The Hawai‘i Foodbank, the state’s largest hunger-relief nonprofit, has some startling facts at hand. Its 2023 study showed nearly 1 in 3 Hawaii households are food insecure, meaning they struggle to get or afford adequate food.
That’s much higher than the national proportion of
1 in 7 households that are not reliably able to get enough to eat, according to the U.S. Department of Agriculture. And given that Hawaii housing and other costs also strain the budget, the realities of basic survival in Hawaii can be dire.
What’s worse is that families soon may have less access to not only food — but also to information that could help guide them out of insecurity. The reason: The cuts in the tax bill proposed by the U.S. House would reduce funds for key federal programs by an estimated $300 billion.
These are the federal Supplemental Nutrition Assistance Program (SNAP), less formally known as “food stamps,” nationally shrinking the appropriation by 30%. Hawaii has expanded SNAP benefits: Recipients can have earnings up to 200% of the federal poverty line. Those more generous eligibility limits are needed in this state because families are saddled with other higher-than-average costs.
The allotment of funds to each state varies according to household incomes. As of last year, a family of four in Hawaii received up to $1,759 a month in SNAP benefits. The 2024 total value of SNAP benefits in this state topped $60 million, according to the governor’s office. And, as Hawaii’s U.S. Rep. Jill Tokuda pointed out, these federal dollars have a ripple effect through the isle economy.
Further, the federal proposal would basically end an education and community-outreach arm, known as SNAP-Ed, on Sept. 30. The SNAP-Ed allotment for Hawaii is about $1.57 million, with classes and outreach efforts to link people with food resources in their own communities.
The impact: An estimated 158,000 low-income seniors, families and single adults in this state could lose that lifeline to access food and nutrition education. Through classes, outreach marketing and work on policies, SNAP-Ed aims to help people stretch their dollars so they can afford to make better choices in food and fitness.
For example, many SNAP recipients don’t know that the benefits can be spent at farmers’ markets, sources for healthier foods. And outreach includes learning to grow food and which fruits and vegetables thrive in the tropical environment.
Many people opt for unhealthy processed food because they tend to be cheaper, said Jean Butel, director of the SNAP-Ed program at the College of Tropical Agriculture and Human Resilience, University of Hawaii at Manoa.
These proposed cuts, both to SNAP and SNAP-Ed, are basically penny-wise and pound-foolish. Once people fall through the safety-net gaps, bringing them back to a sustainable health level becomes more difficult for them, and more expensive for the community in the long run. It would be far better for the federal government today to move more carefully through the fiscal hunt for wasteful spending, trimming excess with a scalpel rather than an axe.

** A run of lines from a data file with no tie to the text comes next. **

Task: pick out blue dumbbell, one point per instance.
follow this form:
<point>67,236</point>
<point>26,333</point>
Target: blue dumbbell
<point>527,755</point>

There have been proposals that to get more health benefits from the taxpayers’ investments, “junk foods” could be made ineligible for SNAP purchasing. Currently benefits can be spent on any food for home preparation, excluding hot foods or other edibles served for immediate consumption. Alcohol, tobacco and nonfood items are ineligible.
Such proposals to improve effectiveness are worth considering. But clumsy legislating to sharply diminish a benefit that helps low-income Americans, already threatened with cuts in Medicaid and other programs, is unacceptable.
When congressional senators review the tax bill the House has sent them, they must do better.